You are a professional robber planning to rob houses along a street. Each house has a certain amount of money stashed, the only constraint stopping you from robbing each of them is that adjacent houses have security system connected and it will automatically contact the police if two adjacent houses were broken into on the same night.

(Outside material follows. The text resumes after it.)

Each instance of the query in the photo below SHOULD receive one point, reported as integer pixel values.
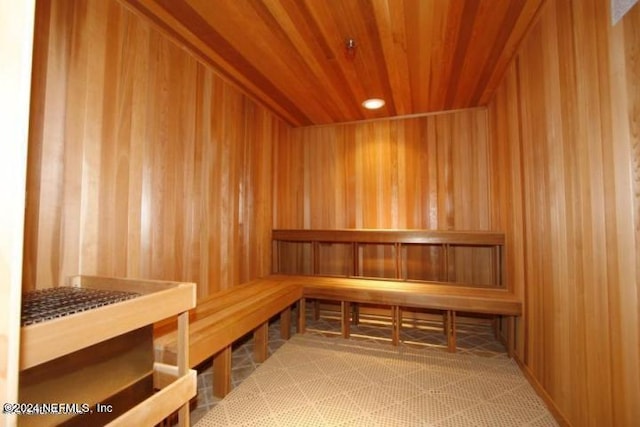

Given a list of non-negative integers representing the amount of money of each house, determine the maximum amount of money you can rob tonight without alerting the police.
Example 1:
Input: [1,2,3,1] Output: 4 Explanation: Rob house 1 (money = 1) and then rob house 3 (money = 3). Total amount you can rob = 1 + 3 = 4.
Example 2:
Input: [2,7,9,3,1] Output: 12 Explanation: Rob house 1 (money = 2), rob house 3 (money = 9) and rob house 5 (money = 1). Total amount you can rob = 2 + 9 + 1 = 12.
class Solution { public int rob(int[] nums) { if((nums==null)||(nums.length==0)) return 0; if(nums.length == 1) return nums[0]; int[] res = new int[nums.length]; res[0] = nums[0]; res[1] = Math.max(nums[0], nums[1]); for(int i = 2; i < nums.length; i++){ res[i] = Math.max(res[i-1], nums[i] + res[i-2]); } return res[nums.length - 1]; } }
DP
设状态 f[i] 为到位置i时能抢到的金钱最大和,那么状态转移方程如下:
f[i]=max(f[i-1], f[i-2] + nums[i])
其含义是,如果不选择i,则抢到的钱是f[i-1],如果选择i,则能抢到的钱是f[i-2] + nums[i]。
现在看来,这个题有点像简化版的best time to buy stock with cooldown lol
class Solution { public int rob(int[] nums) { int n = nums.length; if(n == 0) return 0; int[] dp = new int[n]; dp[0] = nums[0]; for(int i = 1; i < n; i++) { dp[i] = Math.max(dp[i - 1], (i > 1 ? dp[i - 2] + nums[i] : nums[i])); } return dp[n - 1]; } }